Here’s a stripped-down version of the routing logic you can run yourself:
- 🗂️ Classify the request first. Task type (write, analyze, decide, code, research), stakes level (low/medium/high), and verification need (light/standard/strict). Do this before anything else. A low-stakes creative writing request and a high-stakes financial analysis request should never enter the same execution path, even if they’re phrased similarly. The classification step is what separates them.
- 📋 Pick the execution mode. Choose from: Workflow, Tool Safety, Structured System, Production Reliability, or Human Review. Pick the one that actually changes behavior, not just framing. The spec is explicit here: the mode you select must alter what the model does, not just how it describes what it’s doing. Cosmetic mode selection is listed as a failure pattern.
- 🔀 Route to the right action. If you have a prompt library, pull the best match. If not, generate a Prompt Card on the fly. If the input is rough fragments or underspecified, rewrite the request into something executable first. If it’s already execution-ready, skip straight to running it. The routing step saves time precisely because it prevents you from generating output against a poorly scoped request.
- Define a terminal condition upfront. Decide what “done” looks like before starting. This is harder than it sounds. Most prompts have no exit condition, which is why models keep adding sections, summaries, and caveats after the useful content ends. A terminal condition forces you to define the actual deliverable, and it forces the model to stop the second that deliverable is complete.

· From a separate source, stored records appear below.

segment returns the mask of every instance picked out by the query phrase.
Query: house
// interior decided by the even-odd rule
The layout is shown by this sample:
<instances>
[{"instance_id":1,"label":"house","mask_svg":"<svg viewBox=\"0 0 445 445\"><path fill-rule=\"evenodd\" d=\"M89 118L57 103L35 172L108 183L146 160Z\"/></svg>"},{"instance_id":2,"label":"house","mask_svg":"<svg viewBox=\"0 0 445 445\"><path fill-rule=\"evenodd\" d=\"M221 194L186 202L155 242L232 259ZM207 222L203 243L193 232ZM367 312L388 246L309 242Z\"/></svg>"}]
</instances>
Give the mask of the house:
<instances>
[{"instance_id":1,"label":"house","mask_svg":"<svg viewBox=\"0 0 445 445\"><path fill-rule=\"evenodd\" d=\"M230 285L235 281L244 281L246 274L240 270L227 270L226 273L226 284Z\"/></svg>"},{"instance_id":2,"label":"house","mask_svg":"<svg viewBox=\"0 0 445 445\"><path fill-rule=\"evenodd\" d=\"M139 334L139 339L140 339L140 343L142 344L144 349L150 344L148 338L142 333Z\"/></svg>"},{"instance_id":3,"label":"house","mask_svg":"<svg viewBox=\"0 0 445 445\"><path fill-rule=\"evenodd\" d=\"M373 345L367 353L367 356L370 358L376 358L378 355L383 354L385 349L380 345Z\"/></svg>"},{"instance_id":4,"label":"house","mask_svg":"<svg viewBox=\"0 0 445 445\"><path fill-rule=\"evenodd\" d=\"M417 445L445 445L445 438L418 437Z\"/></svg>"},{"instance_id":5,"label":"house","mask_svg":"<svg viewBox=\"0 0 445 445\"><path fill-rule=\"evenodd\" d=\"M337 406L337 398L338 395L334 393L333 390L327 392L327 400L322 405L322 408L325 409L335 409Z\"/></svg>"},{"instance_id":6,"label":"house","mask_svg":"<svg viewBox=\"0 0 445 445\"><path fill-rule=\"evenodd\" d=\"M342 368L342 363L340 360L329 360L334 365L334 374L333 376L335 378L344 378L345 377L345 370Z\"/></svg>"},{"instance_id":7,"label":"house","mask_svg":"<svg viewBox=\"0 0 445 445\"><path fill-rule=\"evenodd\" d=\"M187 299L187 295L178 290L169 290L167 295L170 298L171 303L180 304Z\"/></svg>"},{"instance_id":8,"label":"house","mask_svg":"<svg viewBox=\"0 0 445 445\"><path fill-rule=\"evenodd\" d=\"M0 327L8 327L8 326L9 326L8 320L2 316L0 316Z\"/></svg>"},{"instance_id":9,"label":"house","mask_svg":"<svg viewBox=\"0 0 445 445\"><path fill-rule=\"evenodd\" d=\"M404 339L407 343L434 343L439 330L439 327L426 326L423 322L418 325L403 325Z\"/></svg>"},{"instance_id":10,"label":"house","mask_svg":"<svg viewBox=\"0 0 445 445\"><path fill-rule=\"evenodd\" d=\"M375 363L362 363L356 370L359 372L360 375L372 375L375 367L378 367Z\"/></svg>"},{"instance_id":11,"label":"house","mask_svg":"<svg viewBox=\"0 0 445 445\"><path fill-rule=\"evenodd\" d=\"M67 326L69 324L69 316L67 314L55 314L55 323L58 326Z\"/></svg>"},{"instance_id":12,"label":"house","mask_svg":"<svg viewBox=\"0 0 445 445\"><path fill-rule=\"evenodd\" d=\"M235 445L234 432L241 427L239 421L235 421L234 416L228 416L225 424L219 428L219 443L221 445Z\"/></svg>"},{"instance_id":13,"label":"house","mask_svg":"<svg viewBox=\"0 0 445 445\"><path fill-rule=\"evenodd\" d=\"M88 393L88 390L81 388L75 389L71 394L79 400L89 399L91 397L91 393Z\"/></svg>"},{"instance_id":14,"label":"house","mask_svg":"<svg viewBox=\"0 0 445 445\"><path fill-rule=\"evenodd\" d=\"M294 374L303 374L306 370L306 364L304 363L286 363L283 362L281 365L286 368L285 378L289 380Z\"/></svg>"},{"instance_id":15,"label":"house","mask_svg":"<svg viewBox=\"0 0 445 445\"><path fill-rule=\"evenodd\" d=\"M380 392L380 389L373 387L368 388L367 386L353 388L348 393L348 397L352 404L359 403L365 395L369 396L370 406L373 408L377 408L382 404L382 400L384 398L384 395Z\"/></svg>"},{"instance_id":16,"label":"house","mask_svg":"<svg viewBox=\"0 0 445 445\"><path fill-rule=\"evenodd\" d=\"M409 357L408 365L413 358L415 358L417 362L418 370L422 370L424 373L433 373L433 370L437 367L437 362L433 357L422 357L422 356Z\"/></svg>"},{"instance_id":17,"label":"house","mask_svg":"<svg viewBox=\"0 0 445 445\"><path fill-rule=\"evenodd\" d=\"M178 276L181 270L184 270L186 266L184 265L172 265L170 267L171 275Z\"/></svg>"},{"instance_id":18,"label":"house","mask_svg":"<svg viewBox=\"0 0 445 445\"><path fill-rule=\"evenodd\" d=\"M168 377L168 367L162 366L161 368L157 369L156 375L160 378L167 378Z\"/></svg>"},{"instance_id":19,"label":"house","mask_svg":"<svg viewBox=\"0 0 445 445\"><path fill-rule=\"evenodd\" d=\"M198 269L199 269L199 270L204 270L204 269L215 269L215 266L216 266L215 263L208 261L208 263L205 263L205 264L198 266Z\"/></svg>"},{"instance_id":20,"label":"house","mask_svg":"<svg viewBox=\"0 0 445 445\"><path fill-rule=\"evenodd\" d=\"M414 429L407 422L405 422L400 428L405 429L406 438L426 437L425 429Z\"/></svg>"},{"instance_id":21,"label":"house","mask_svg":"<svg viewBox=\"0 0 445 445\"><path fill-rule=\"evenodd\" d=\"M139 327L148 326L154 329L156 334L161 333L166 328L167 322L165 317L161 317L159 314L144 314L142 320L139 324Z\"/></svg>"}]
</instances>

- 🚫 Label every claim. Fact, Inference, or Speculation. Nothing gets to hide behind fluent language and implied certainty. This applies inside the routing layer too. If the model isn’t sure which execution mode fits, it should say so rather than defaulting to the highest-confidence-sounding answer.
Pro tip: The most underrated part of the spec is the failure patterns it explicitly bans. “Prestige prompting” (act as a world-class expert) is listed as a control failure because it substitutes authority framing for actual structural reliability. “Coherence theater” (output that sounds rigorous but has no structural strength under the surface) is another. Grafting those two exclusion rules onto any production system prompt will immediately tighten output quality. You can do it in two lines: one that bans expert persona framing, one that requires every structural claim to connect to a verifiable prior step. Test it against your current prompts. The gap between what sounds rigorous and what actually is rigorous tends to be wider than expected.
The community response was mostly eye rolls. One comment said “just Google it.” That’s a category error. Another said this is overengineered for problems that don’t exist in most workflows. That one has more merit, but it also misses the audience. This spec isn’t aimed at people writing one-off prompts. It’s aimed at teams building systems where a single misrouted request produces downstream failures that are expensive to diagnose. For that use case, the overhead of a routing layer pays for itself fast.
🔧 If you’re building anything where reliability matters more than speed, the full spec is worth the read. It’s long. It’s also one of the more honest framings of what prompt engineering actually is: a control discipline, not a copywriting exercise. The value isn’t in the routing logic itself. It’s in what the routing logic forces you to decide before you write a single word of your actual prompt. Most people skip that step entirely and wonder why their outputs are inconsistent.